Local device finding (Adreno 740 / iQOO 11, TDT q4_0)

Run directly against this branch's prebuild on a physically-attached Adreno 740:

Path Backend Result
CPU (useGPU=false) CPU (id 0) ✅ correct transcript
GPU, engine default OpenCL (id 4, auto-selected on Adreno>700) SIGABRTggml_backend_opencl_graph_compute: op not supported joint.token_argmax (ARGMAX)GGML_ASSERT
GPU, OpenCL withheld Vulkan (id 3) ⚠️ runs, but transcript degraded vs CPU (dropped words) and ~2× slower

So on the Adreno the engine picks OpenCL, whose backend lacks ARGMAX and aborts in graph-compute instead of falling back to CPU. The Vulkan path (the one ggml-speech@8bf760f4 reported byte-identical on this exact device) is not what the engine selects, and even when forced it no longer reproduces the byte-identical result on the current 44fd4817/ed749556 stack.

Expectation for the device-farm run: the Adreno (S25) leg likely hits the same OpenCL ARGMAX abort (which can SIGABRT the Bare worklet and take down subsequent tests, cf. #2525); the Mali (Pixel 9) leg exercises the Vulkan path.

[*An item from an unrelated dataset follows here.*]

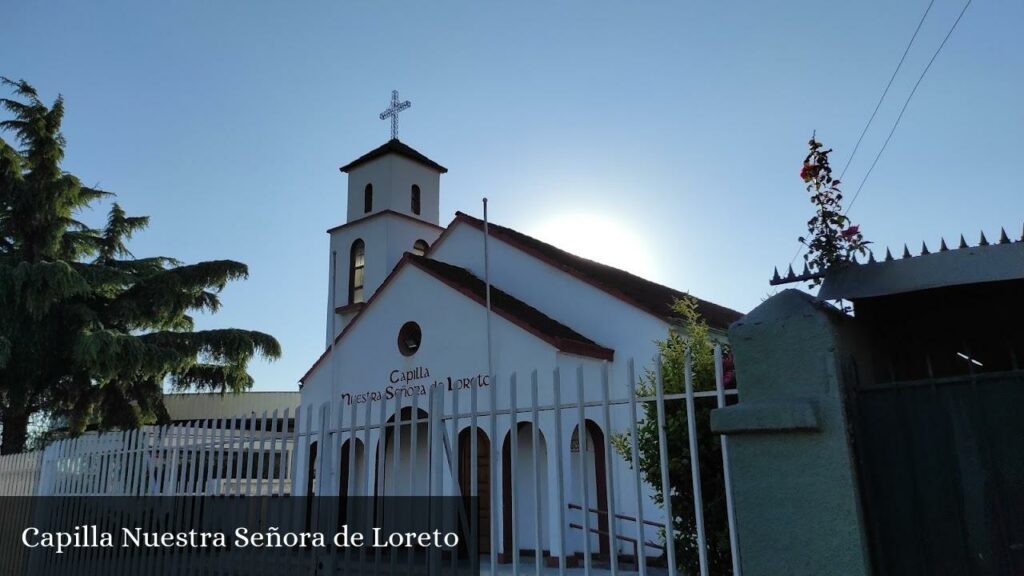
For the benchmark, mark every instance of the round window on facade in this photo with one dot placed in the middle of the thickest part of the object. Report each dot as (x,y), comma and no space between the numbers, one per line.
(409,338)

Note (pre-existing, out of scope)

While bringing this up on a local device, found that the addon's BACKENDS_SUBDIR compile-definition is PRIVATE on the bare-module target but ParakeetModel.cpp compiles into parakeet_model_core, so the subdir isn't appended to a host-provided default backendsDir. The device-farm/APK passes an explicit flat nativeLibraryDir, so CI is unaffected — but a host relying on the __dirname/prebuilds default would not find the backend .so. Filed mentally as a follow-up; not touched here.

Refs

…lidation)

DO-NOT-MERGE — overlay-only PR to get an empirical AWS Device Farm signal on
whether the latest speech stack drives Parakeet on Android GPUs (Pixel 9/Mali +
S25/Adreno 830). This is the inverse of the CPU-only workaround in #2525.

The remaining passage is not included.